A jump usually means a legacy or heavyweight dependency entered the tree.

Solution 17¶

Commit 1: go mod edit -go=1.21 && go mod tidy && git commit go.mod go.sum. Commit 2: code changes only. git diff of commit 2 has no go.mod noise.

Solution 18¶

A tidy pruned go.mod plus the go.mod of relevant go 1.17+ deps fully determines the build list; the deep graph is not needed. This is why the common build path stays fast and works behind restricted networks.

Solution 19¶

go mod why -m prints the shortest import path. For a direct dep the chain starts at your package; for an indirect dep it routes through a dependency.
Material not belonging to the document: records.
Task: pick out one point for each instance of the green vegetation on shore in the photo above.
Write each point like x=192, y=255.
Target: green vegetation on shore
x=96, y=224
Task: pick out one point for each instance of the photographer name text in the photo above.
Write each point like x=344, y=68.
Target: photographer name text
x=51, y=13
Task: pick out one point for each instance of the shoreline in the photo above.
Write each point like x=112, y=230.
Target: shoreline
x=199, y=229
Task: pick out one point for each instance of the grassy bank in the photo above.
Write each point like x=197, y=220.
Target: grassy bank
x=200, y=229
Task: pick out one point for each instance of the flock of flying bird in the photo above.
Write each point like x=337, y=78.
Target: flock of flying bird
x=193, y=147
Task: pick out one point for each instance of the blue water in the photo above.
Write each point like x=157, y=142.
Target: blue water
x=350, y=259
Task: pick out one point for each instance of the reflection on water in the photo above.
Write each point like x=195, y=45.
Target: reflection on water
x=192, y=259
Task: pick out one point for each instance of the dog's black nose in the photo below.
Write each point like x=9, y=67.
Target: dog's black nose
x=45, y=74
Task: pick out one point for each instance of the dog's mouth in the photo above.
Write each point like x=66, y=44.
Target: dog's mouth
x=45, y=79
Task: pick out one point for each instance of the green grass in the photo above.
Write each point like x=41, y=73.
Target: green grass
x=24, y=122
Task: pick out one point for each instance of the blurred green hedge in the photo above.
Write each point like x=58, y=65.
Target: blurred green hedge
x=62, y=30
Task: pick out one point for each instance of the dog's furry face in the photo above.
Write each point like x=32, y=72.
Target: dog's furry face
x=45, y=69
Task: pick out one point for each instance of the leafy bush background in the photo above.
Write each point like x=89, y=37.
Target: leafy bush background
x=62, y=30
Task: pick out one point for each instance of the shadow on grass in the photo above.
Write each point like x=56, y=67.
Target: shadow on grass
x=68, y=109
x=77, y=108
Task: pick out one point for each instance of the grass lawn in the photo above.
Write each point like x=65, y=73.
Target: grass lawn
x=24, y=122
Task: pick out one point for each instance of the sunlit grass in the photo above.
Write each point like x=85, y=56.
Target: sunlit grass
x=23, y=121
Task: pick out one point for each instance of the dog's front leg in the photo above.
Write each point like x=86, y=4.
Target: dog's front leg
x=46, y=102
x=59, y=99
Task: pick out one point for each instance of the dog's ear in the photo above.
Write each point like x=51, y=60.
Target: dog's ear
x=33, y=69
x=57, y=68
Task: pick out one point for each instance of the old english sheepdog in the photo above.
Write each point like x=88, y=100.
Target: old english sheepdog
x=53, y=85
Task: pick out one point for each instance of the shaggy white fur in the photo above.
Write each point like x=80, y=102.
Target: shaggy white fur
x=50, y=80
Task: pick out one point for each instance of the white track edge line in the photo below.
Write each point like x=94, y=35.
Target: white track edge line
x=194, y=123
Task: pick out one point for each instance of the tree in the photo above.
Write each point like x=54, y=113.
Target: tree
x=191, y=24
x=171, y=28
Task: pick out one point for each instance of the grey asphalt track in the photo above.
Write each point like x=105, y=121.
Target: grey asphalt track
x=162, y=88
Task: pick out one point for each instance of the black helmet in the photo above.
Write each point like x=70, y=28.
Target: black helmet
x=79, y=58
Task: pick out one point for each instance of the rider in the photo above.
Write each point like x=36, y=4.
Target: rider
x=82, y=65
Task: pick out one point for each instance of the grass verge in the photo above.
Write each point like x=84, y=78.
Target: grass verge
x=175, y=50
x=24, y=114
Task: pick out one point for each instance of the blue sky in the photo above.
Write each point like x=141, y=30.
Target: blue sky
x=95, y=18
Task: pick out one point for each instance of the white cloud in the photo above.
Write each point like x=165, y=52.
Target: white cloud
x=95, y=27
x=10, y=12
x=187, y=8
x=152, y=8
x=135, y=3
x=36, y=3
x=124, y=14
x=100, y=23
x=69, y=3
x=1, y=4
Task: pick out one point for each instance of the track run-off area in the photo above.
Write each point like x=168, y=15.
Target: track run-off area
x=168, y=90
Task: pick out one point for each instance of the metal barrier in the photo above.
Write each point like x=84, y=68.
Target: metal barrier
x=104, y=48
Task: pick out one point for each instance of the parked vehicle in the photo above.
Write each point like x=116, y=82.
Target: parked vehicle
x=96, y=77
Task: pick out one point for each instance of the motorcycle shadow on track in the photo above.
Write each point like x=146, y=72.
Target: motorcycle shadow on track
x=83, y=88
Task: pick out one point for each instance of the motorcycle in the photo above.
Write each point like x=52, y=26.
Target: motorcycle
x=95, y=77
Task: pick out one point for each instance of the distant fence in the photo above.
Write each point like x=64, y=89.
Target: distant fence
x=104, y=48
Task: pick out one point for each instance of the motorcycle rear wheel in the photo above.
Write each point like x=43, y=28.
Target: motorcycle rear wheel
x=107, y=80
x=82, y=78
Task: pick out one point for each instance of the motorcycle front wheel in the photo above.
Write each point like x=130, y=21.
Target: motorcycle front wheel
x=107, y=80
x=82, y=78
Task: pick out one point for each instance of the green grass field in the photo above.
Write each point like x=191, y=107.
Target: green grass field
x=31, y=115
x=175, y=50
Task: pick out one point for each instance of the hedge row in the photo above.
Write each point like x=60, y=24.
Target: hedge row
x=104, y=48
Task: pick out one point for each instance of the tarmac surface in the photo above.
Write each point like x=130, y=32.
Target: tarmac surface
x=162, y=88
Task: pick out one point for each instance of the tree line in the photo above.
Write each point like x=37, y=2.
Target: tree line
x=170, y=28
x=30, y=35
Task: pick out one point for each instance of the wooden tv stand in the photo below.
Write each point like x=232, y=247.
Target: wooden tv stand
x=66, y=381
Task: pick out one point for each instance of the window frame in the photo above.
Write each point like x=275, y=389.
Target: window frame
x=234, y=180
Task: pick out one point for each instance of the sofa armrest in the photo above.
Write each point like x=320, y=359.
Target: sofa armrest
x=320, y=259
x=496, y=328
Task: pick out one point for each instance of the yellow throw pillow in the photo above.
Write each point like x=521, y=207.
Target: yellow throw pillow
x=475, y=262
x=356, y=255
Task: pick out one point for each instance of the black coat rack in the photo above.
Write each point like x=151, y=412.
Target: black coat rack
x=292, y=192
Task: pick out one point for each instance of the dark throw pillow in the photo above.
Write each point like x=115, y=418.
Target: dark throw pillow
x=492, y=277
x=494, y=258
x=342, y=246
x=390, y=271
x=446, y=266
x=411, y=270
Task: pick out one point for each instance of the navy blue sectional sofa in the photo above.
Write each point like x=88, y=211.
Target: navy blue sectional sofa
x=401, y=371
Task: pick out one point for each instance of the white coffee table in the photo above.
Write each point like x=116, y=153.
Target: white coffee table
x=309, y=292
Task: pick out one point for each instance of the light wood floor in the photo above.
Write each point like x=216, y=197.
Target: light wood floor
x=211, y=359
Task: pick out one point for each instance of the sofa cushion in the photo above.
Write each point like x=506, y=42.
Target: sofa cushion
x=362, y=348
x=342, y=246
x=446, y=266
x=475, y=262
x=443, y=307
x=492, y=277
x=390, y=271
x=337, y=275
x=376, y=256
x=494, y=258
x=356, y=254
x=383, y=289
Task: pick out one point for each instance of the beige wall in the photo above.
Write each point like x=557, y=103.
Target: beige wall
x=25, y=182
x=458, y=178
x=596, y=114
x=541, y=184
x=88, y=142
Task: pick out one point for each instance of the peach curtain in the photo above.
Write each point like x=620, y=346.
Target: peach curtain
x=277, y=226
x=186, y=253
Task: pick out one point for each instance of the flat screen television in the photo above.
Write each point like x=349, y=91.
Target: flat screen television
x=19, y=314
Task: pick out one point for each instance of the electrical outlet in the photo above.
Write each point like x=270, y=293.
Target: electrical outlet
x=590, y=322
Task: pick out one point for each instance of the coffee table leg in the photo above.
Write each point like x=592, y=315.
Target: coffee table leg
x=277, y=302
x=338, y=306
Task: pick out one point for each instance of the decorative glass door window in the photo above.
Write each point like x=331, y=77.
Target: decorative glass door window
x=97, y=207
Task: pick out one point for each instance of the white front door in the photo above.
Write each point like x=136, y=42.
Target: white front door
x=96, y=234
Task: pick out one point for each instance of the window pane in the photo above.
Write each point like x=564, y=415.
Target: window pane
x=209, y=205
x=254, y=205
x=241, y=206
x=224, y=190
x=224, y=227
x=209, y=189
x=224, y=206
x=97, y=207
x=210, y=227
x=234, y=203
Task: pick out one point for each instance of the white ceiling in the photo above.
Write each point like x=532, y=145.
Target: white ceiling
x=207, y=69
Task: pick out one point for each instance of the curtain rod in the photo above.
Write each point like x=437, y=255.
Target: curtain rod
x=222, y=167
The chains trace the import graph that pruning follows.

Solution 20¶

Document: minimum supported Go, the -compat value, a CI matrix job on that version, and a plan to announce floor raises as minor breaking changes.

Checkpoints¶

After completing the easy tasks: you can create a pruned module, identify the directive switch, trace an indirect dependency, and see pruning via graph size. After completing the medium tasks: you can confirm version-selection equivalence, migrate across the 1.17 boundary, use -compat, and audit for legacy dependencies. After completing the hard tasks: you can reproduce deepening, quantify a legacy dependency's cost, combine pruning with vendoring, exercise the -compat consistency check, and parse the build list programmatically. After completing the bonus tasks: you have built tooling around pruning — graph-size guards, clean migration commits, self-containment reasoning — and you can define a deliberate -compat support policy.